Minnesota has enacted a package of laws designed to protect consumers from the adverse economic effects of data centers. This includes a statute that requires that data centres pay their full cost of service, with no costs shifted to other ratepayers. In addition, the statute specifically requires that other customers of the public utility are not placed at risk for paying stranded costs associated with the utility serving a data centre. Wisconsin is also entertaining similar regulations that would require data centres to provide a financial security pledge that the utility can access should the data centre not be able to pay for the infrastructure built to serve it.
Another strategy that has been proposed would be the public appropriation of stranded assets, like data centers. As data centres entered various states of insolvency, governments could acquire these assets and their computing power at a discount. Such a strategy could be used to construct a fully public AI model.
As Nathan Sanders and Bruce Schneier argue, an “AI model built and funded by Canada for Canadians, as public infrastructure,”could give Canadians “access to the myriad of benefits from AI without having to depend on the U.S. or other countries. It would mean Canadian universities and public agencies building and operating AI models optimized not for global scale and corporate profit, but for practical use by Canadians.”
Such a vision is not fanciful, Switzerland has already embarked on a ‘pro-social’ large language model built on public infrastructure that uses the country’s computational resources to solve real-world problems and maximize social benefit.

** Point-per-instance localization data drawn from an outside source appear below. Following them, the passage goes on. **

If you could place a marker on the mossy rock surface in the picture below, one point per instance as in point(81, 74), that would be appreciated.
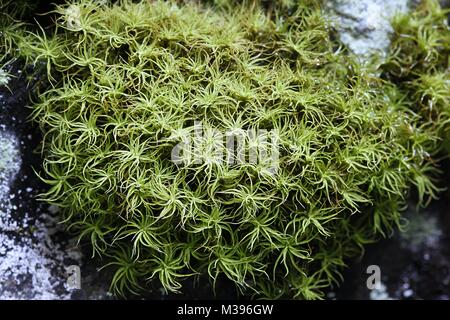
point(130, 81)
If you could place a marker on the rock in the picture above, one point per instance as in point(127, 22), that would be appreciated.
point(364, 25)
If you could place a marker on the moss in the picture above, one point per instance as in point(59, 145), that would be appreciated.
point(419, 64)
point(130, 81)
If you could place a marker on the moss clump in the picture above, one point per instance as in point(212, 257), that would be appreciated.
point(419, 63)
point(130, 81)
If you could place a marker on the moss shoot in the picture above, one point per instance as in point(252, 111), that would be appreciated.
point(130, 81)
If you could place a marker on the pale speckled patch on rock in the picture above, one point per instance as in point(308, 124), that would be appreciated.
point(364, 25)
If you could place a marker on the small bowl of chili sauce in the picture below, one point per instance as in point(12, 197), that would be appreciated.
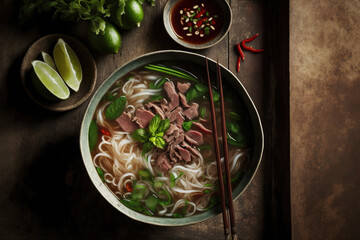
point(197, 24)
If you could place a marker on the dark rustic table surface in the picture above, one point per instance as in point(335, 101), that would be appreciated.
point(46, 193)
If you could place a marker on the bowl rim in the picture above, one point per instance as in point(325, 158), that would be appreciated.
point(110, 196)
point(171, 32)
point(44, 103)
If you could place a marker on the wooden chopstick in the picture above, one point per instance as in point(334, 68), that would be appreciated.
point(226, 155)
point(217, 155)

Yet, while other countries urgently plan to mitigate the impacts of a volatile AI economy on its citizens, Canada’s leaders seem oddly detached from these concerns. Both federal and provincial governments seem largely indifferent to the obvious harms this investment boom has caused in the U.S, with astoundingly little discussion of how we might ensure we do not emulate the American experience.
Recognizing that a majority of Canadians are skeptical of the benefits of AI, Canada’s minister of artificial intelligence and digital innovation, Evan Solomon, regularly intones how important building trust is to building Canadian’s acceptance of AI. Failing to protect Canadians through proper regulation and allowing us to replicate the U.S. example that has ignited grassroots opposition to AI data centres across that country will only further alienate Canadians from the supposed promises of AI.